17 teams entered the competition; notable absences included West Germany, Italy, World Cup finalists Sweden, and the four Home Nations. Two of the entrants, Czechoslovakia and the Republic of Ireland, were selected to play the preliminary round. The winner of that fixture would join the remaining 15 teams in the round of 16.

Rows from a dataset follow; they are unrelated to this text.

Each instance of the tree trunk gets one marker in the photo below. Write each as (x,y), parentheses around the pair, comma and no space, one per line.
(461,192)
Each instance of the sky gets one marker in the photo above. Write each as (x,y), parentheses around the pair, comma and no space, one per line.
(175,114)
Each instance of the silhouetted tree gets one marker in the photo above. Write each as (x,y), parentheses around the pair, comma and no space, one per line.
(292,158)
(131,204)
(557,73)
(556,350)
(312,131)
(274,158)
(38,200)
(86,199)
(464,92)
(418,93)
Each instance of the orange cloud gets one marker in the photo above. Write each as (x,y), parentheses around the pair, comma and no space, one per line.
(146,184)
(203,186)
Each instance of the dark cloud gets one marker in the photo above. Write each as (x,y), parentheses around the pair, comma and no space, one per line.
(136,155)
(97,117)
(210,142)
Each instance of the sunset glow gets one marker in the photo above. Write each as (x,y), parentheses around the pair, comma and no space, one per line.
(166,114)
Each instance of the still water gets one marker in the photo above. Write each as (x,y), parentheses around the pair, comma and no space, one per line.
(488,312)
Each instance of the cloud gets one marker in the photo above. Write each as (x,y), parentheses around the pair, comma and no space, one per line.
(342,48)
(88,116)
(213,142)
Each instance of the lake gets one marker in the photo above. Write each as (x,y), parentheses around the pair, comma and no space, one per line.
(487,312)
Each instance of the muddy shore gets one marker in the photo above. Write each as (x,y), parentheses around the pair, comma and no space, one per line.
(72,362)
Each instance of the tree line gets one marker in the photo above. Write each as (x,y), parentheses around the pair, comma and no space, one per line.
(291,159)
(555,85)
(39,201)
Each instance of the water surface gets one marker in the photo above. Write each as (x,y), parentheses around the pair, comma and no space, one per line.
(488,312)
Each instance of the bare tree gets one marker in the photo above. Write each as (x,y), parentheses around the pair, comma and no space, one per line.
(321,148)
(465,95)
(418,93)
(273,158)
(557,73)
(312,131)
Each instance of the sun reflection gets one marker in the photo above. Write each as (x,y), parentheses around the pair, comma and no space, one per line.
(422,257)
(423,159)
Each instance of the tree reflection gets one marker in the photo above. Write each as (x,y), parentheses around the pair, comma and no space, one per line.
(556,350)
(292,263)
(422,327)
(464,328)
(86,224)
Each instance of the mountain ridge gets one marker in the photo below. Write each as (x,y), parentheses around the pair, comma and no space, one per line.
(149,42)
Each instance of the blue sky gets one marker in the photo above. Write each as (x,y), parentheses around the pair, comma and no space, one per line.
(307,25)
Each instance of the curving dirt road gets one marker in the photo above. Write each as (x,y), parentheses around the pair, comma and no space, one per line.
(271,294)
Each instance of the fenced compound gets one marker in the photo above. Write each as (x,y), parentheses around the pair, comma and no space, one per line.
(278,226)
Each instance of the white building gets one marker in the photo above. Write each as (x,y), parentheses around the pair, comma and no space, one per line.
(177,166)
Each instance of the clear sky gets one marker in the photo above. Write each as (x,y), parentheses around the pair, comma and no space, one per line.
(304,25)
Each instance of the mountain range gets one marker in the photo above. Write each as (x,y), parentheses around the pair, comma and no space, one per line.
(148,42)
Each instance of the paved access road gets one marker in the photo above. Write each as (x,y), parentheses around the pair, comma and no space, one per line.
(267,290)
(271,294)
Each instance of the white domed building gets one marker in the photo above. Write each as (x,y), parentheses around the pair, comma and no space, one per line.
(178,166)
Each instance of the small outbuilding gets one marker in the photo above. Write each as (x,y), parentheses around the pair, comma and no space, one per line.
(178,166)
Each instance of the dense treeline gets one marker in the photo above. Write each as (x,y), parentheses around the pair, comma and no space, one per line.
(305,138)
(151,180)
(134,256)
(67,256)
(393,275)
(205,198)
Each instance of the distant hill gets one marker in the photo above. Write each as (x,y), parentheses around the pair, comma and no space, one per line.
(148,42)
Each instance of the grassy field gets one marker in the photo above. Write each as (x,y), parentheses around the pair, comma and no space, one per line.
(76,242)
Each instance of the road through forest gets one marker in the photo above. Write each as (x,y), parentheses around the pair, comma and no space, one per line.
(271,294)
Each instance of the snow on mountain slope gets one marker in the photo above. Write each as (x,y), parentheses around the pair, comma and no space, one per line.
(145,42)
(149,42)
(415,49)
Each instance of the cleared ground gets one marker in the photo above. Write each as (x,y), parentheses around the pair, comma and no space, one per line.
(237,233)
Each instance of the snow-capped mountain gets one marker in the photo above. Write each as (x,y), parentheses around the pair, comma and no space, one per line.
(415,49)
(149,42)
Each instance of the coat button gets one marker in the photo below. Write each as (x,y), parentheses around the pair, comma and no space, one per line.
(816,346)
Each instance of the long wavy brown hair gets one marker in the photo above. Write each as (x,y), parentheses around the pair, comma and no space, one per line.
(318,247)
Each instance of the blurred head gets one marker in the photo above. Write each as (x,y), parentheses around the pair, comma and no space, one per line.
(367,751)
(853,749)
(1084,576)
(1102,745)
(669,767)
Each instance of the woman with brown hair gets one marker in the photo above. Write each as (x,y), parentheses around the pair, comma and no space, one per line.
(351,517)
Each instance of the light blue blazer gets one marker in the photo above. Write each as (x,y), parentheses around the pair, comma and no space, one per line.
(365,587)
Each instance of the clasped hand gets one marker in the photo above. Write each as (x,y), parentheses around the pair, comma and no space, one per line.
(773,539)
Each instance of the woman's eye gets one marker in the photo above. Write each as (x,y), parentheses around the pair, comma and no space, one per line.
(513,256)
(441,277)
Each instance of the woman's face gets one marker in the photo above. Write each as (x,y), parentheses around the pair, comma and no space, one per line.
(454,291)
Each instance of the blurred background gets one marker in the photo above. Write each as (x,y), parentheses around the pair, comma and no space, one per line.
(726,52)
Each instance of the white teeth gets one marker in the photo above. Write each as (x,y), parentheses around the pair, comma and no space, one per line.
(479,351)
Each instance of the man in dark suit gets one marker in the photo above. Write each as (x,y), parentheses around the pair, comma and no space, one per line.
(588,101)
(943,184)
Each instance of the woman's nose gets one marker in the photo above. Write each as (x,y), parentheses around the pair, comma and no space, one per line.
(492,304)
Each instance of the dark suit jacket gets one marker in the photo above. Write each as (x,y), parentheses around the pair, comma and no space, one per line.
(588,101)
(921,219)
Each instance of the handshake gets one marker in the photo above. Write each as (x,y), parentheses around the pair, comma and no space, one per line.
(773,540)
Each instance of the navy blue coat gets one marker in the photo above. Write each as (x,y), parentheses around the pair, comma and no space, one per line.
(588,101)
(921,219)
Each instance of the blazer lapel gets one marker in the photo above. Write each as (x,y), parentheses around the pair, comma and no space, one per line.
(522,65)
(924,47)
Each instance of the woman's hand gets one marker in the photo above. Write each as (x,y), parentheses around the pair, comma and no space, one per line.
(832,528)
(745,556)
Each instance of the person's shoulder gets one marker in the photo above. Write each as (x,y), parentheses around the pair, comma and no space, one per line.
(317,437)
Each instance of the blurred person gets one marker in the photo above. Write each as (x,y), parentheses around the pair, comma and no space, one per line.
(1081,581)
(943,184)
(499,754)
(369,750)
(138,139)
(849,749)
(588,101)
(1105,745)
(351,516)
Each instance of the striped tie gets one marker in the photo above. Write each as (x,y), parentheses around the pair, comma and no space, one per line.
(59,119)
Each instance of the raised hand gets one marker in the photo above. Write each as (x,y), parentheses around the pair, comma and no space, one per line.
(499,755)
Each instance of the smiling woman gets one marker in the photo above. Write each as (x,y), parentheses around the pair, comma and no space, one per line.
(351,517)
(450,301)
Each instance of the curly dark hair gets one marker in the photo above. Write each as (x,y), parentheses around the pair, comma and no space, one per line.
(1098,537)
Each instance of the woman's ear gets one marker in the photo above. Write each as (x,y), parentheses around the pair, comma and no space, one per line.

In fact, a few matches of the round of 16 took place before the preliminary round matches. The first European Nations' Cup qualifying match was played on 28 September 1958 between the Soviet Union and Hungary. The first goal was scored by Anatoli Ilyin of the Soviet Union four minutes into that game. On 3 December 1958, Greece became the first team to be eliminated from the European Nations' Cup after losing 8–2 on aggregate to France.

==Preliminary round==

Czechoslovakia and the Republic of Ireland were randomly selected to face each other in the preliminary round. The other 15 countries received byes to the round of 16.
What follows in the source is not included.